Beyond the game, Nyende says the children carry on with being creative and exhibit better problem-solving abilities in later life.

Musenze, who was introduced to the game by her father at the age of 12, believes taking up the game is the reason she ended up pursuing sciences — many of her girlfriends abandoned the subject, saying they were hard.

"Most of my friends, who used to play chess in school, ended up studying science combinations at A'level.

Many of them are engineers and doctors," says the former teacher of physics and Mathematics at Gayaza High School. Nyende, however, says for the game to be beneficial, children must start at a young age, at least at the age of four.
 
SCHOOL CURRICULUMS

In Kenya, the government is consulting on whether to include chess in the curriculum, which is currently under review.

This is after a number of schools adopted the game with outstanding results.

For instance, when chess was introduced in Winka Academy, an elementary school in Nairobi last year, pupils' grades improved. Countries such as Uruguay, China, South Africa and Japan have already integrated the game in their school curriculums.
 
HISTORY OF CHESS

Chess is believed to have originated in India around 600AD during the Gupta Empire and later quickly spread to Persia (now Iran).

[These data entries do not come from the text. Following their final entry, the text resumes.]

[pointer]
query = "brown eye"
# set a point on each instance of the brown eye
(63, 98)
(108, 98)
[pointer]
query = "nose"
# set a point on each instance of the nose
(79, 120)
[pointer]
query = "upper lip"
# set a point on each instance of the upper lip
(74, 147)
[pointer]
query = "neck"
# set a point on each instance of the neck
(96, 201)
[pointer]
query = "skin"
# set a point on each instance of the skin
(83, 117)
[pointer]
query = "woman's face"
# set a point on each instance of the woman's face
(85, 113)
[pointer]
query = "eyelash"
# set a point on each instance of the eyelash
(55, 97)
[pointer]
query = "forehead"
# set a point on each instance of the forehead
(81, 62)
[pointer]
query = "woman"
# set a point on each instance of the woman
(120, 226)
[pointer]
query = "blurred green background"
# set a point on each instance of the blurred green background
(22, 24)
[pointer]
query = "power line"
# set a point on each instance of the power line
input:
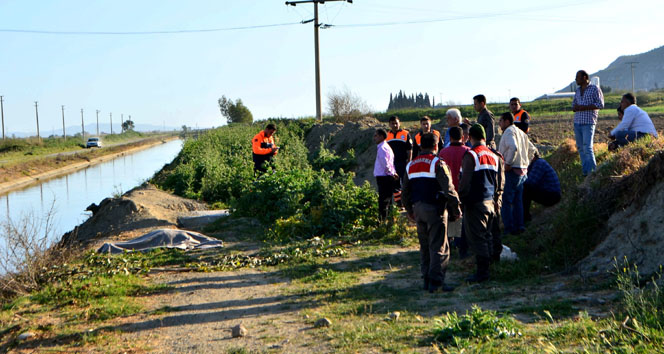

The game has military links and was equated to military warfare. The Persians called it chaturanga, which translates as "four divisions (of the military)": infantry, cavalry, elephantry, and chariotry, represented by the pieces that would evolve into the modern pawn, knight, bishop and rook respectively.

It is said that players started calling "Shah!" (Persian for "King!") when attacking the opponent's king, and "Shah Mat!" (Persian for "the king is helpless") when the king was attacked and could not escape from the attack. These exclamations persisted in chess as it travelled to other lands.